Les missions de l'Unité d'Expertise Explosifs

L’unité d’expertise explosifs du département Environnements-Incendies-Explosifs est armée par cinq militaires dont trois experts inscrits près la cours d’appel de Versailles.

La mission principale de l’unité consiste à la recherche et à l’identification des explosifs organiques et minéraux aussi bien après explosion sur les prélèvements réalisés sur le terrain par les Techniciens en Identification Criminelle (TIC) que sur de la matière pure dans le cas d’explosifs secondaires.

Plus généralement, dans son utilisation conventionnelle ou criminelle la charge explosive entre dans une chaine de mise de feu comprenant des éléments manufacturés (détonateur, mèche lente, cordeau détonant) ou artisanaux (détonateur artisanal, retard pyrotechnique/mécanique/chimique…). L’unité dispose de bases de données conséquentes incrémentées depuis plusieurs années sur ces accessoires de mise de feu (détonateur, cordeaux détonants, mèches lentes) permettant d’identifier un fabricant voir un modèle. La reconstitution et l’étude des engins explosifs improvisés permettent de renseigner l’enquêteur sur les éléments manufacturés ou improvisés le composant, le principe de fonctionnement de l’engin, au regard, notamment de son système de déclenchement (commandé par le poseur, déclenché par la victime, à retard).

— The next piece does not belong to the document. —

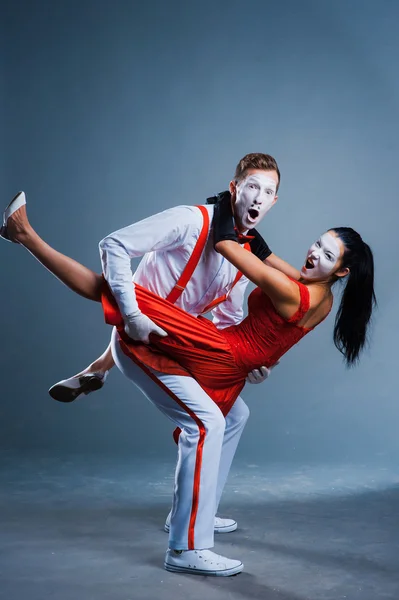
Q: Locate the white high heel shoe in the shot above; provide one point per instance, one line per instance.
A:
(16, 203)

L’identification des munitions supérieures à 20 mm de type grenade, mortier, obus … entre également dans le champ d’expertise de l’unité. Qu’elles soient trouvées en perquisition, lors de saisie incidente, utilisées à des fins criminelles ou découvertes sur l’espace public l’unité d’expertise explosif est compétente pour procéder à leur identification et expliciter leur principe de fonctionnement. Rappelons qu’une munition, même vidée de son chargement explosif, entre dans la catégorie A2, elles sont interdites à la détention.

Dans une enquête portant sur une explosion, l’unité peut apporter des réponses à cinq questions pour orienter les enquêteurs sur le terrain :

1) Origine de l'explosion (présence de cratère, observation des stigmates...)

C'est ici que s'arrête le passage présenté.